Bersama pedagang lain, Yuli mencoba memberikan solusi alternatif kepada pemerintah. “Kita sudah bicara, kalau kios satu dua dihilangkan untuk akses jalan ke taman nggak apa-apa. Kan enak, bisa lihat hewan dan ada kuliner serta buah-buahan. Kalau sepi gimana?” ujarnya. Ia juga menyebut bahwa pasar tersebut baru saja direvitalisasi dua tahun lalu dan kondisinya sudah bagus.

“Kenapa harus dibongkar lagi?” tanya Yuli. Di kios lain, Cipto, pedagang hewan peliharaan, juga masih membuka dagangan meski kabar relokasi semakin ramai. “Masih dagang, tapi suasana hati jadi tidak tenang,” katanya.

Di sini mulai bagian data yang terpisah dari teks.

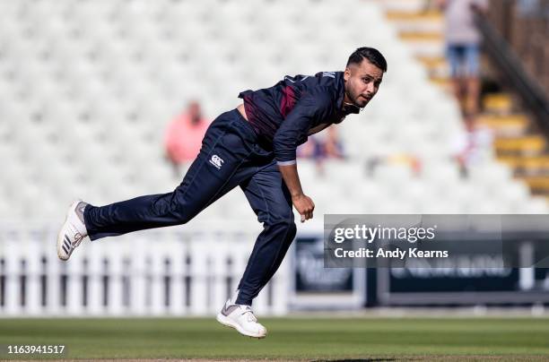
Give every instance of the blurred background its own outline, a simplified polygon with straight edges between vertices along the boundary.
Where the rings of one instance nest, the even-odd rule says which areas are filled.
[[[388,72],[363,112],[300,148],[315,219],[256,312],[544,313],[545,269],[324,269],[322,215],[547,213],[548,35],[546,0],[0,1],[0,316],[217,313],[261,230],[239,189],[62,263],[66,207],[171,191],[240,91],[342,71],[362,46]]]

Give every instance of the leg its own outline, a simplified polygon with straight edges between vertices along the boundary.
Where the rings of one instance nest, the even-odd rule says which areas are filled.
[[[477,45],[468,45],[466,49],[467,113],[475,117],[478,114],[480,98],[480,50]]]
[[[243,178],[237,171],[254,151],[235,122],[238,111],[217,117],[183,182],[168,194],[137,197],[102,207],[88,205],[85,227],[92,240],[132,231],[184,224]]]
[[[271,280],[293,241],[296,226],[292,198],[274,162],[266,167],[240,187],[246,194],[264,229],[257,237],[239,284],[236,304],[251,306]]]

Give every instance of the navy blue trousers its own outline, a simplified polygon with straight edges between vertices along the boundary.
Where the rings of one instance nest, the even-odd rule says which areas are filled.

Cipto mengaku sudah berdagang di Pasar Barito selama 20 tahun. Ia berharap relokasi dilakukan dengan perencanaan matang dan musyawarah bersama. “Khawatir kalau pindah ke tempat baru, susah mencari pelanggan lagi. Kalau pemerintah mau bagusin taman, rembuk aja sama pedagang,” ujarnya.

Hingga saat ini, ia belum pernah diajak bicara langsung oleh pihak Pemkot atau Pemprov terkait nasib para pedagang. “Nggak ada perintah, jadi dikosongin seperti ini,” imbuhnya.

Kekhawatiran para pedagang bukan hanya soal lokasi, tapi juga nasib puluhan hewan peliharaan dan stok dagangan yang tak bisa dipindahkan dalam semalam. Tidak adanya kejelasan dari pihak pemerintah membuat mereka menggantung tanpa arah.

Meski dihantui ketidakpastian, para pedagang Pasar Barito tetap memilih bertahan. Kios-kios masih dibuka, hewan-hewan masih dijaga, dan harapan masih digantungkan—setidaknya sampai ada kejelasan yang benar-benar resmi dari pemerintah.